PNNL made the design specifications available, free of charge, to the public so anyone with access to a 3-D printer can make their own microscope.
The microscope slips over the camera lens of the cell phone and is no thicker than a phone case. It’s designed to fit several popular cell phone brands and tablets. The material cost, not including the printer, is under $1.
Can identify “suspicious powder” threats
Low cost was a driver in the development. The microscope needed to be so cheap it could literally be thrown away—if it gets contaminated. As part of PNNL’s national security programs, Erikson’s colleagues were working on an internally funded research and development project targeting a specific Dept. of Homeland Security need for rapid bio detection technologies.
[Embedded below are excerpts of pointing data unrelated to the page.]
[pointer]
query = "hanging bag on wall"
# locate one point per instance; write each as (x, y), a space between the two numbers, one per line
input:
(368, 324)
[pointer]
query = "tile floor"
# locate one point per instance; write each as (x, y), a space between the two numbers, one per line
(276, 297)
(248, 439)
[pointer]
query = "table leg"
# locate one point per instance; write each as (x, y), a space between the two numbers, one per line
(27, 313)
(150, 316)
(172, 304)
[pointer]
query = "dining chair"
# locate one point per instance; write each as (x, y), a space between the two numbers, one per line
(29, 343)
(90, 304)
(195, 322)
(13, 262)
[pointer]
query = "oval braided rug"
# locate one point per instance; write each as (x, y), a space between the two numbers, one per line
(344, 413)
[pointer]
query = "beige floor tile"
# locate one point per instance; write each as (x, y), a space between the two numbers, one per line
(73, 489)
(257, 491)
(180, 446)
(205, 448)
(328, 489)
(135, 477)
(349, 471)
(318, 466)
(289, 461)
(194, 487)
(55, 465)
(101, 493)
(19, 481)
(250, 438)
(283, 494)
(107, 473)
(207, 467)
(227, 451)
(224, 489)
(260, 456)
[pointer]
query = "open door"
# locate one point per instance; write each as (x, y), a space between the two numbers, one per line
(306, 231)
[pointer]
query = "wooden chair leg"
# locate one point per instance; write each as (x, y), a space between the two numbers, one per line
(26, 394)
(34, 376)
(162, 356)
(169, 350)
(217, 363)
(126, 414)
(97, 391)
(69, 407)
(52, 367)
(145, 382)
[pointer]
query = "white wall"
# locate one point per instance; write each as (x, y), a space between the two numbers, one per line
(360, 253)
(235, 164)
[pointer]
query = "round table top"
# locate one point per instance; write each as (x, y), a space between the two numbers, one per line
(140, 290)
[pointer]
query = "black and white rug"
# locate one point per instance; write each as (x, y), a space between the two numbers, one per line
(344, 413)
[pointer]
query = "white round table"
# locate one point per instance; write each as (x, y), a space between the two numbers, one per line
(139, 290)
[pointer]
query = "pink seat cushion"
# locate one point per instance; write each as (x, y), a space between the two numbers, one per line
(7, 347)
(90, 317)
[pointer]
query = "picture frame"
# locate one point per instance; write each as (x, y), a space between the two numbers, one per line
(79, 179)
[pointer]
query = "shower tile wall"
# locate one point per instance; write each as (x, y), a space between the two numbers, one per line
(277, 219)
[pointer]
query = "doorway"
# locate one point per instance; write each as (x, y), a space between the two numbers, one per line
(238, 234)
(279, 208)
“We interviewed a lot of first responders, public health labs and civil support teams,” said biochemist Cheryl Baird. “They told us the first thing they do when a suspicious powder sample gets to the lab, is to put it under the microscope. An inexpensive, yet powerful microscope in the field could be used to quickly determine whether the material is a threat or a hoax. Combine the microscope with the picture sharing capability of a smart phone and now practically anyone can evaluate a sample at the source and have a trained microbiologist located in a lab elsewhere interpret the results within minutes.”
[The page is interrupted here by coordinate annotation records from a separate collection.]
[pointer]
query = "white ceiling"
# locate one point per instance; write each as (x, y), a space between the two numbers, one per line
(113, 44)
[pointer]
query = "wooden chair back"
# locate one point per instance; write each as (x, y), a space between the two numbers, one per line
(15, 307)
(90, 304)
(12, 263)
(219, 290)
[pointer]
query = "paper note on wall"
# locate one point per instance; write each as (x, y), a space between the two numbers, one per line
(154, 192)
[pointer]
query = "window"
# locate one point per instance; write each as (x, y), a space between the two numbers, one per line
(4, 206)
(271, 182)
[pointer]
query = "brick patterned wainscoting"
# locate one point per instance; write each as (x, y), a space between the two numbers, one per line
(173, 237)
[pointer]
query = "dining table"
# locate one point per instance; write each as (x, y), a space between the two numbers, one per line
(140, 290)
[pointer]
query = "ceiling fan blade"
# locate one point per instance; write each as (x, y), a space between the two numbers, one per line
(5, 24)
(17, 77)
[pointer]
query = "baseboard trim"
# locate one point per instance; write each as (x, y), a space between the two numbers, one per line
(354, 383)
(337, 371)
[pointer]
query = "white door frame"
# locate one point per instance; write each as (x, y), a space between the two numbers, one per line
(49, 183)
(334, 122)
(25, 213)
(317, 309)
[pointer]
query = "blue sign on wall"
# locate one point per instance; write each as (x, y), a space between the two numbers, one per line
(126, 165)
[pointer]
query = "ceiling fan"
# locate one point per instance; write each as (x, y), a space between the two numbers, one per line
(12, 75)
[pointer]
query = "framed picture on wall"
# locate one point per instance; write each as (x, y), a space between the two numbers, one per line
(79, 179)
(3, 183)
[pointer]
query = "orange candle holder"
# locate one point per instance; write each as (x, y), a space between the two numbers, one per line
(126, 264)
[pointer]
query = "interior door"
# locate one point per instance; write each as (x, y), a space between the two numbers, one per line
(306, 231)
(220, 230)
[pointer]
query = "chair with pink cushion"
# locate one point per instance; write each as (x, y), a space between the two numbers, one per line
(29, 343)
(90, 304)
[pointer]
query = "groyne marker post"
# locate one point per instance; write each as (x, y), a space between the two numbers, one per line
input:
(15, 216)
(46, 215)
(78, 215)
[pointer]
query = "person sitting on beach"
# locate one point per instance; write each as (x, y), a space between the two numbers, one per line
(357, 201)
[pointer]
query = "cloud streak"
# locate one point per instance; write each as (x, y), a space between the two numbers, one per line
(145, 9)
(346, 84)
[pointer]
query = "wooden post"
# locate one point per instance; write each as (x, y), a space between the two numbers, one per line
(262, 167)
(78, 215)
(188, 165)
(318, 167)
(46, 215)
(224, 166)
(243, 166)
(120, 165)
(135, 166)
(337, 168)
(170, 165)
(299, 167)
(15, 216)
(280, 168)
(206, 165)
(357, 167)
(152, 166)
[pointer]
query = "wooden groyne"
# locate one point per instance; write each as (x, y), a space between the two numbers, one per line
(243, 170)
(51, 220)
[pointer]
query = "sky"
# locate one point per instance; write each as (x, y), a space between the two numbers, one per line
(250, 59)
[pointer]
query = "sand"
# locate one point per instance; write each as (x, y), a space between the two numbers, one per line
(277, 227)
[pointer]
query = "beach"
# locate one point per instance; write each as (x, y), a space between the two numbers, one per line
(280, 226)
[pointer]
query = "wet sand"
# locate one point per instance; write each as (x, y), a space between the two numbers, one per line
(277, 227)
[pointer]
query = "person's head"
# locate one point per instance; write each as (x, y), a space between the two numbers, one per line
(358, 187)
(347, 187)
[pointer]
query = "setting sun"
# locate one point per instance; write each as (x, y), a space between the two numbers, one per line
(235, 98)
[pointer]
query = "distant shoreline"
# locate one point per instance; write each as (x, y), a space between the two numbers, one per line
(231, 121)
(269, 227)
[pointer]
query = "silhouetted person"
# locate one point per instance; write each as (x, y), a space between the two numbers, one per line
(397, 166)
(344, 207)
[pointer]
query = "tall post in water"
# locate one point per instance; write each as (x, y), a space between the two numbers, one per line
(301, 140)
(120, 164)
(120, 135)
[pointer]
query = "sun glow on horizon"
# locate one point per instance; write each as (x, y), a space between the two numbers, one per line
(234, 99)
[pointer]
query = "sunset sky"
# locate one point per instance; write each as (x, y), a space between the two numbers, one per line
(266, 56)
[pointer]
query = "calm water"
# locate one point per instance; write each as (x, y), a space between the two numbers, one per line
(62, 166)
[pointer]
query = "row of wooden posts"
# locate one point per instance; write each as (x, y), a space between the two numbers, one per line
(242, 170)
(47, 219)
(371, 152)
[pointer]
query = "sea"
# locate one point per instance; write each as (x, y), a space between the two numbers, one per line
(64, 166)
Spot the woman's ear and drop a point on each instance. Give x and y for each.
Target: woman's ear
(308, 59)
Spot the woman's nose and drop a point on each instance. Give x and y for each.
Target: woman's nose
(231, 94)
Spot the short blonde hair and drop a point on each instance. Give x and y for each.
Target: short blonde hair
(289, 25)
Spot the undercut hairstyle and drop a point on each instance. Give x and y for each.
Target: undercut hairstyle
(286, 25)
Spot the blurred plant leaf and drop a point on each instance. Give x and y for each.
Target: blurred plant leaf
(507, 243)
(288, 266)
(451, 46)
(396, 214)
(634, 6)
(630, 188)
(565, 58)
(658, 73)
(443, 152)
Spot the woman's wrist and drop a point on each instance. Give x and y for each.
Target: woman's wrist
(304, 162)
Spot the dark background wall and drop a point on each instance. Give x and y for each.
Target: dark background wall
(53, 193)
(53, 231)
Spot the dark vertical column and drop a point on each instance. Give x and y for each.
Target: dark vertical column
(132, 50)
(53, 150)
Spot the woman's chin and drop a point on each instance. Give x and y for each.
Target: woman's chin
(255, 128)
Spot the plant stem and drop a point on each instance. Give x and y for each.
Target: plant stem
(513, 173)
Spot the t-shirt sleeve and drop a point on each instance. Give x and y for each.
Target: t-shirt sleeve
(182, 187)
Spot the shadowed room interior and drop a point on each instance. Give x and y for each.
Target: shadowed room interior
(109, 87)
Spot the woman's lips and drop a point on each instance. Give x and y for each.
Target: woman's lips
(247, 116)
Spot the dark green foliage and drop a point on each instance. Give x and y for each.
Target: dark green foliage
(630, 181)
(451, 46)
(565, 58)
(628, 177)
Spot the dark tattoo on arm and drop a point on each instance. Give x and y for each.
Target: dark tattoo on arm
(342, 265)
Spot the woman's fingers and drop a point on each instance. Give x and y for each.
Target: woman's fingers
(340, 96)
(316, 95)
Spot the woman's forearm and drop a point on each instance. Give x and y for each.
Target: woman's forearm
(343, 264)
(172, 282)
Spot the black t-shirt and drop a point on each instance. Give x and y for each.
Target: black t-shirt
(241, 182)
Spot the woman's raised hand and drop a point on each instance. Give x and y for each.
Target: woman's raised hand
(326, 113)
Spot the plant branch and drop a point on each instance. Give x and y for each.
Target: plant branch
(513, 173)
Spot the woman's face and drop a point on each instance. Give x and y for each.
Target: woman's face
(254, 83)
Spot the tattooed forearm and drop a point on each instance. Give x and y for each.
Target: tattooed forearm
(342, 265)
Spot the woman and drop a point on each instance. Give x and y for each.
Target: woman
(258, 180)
The sample must first be put into a slide for viewing. If the sample turns out to be a toxic biological material, or the responder is looking at a blood sample, the slip-on microscope can be disposed of and the cell phone fitted with a new microscope for additional work.
Using inexpensive glass beads traditionally used for reflective pavement markings at airports, the PNNL team has demonstrated 1000X magnification, which is necessary to see tiny pathogens. They have also made a 350X version, which is adequate to identify parasites in a blood samples or protozoa in drinking water. A 100X version enables children to investigate common items like salt grains and flower petals in much greater detail.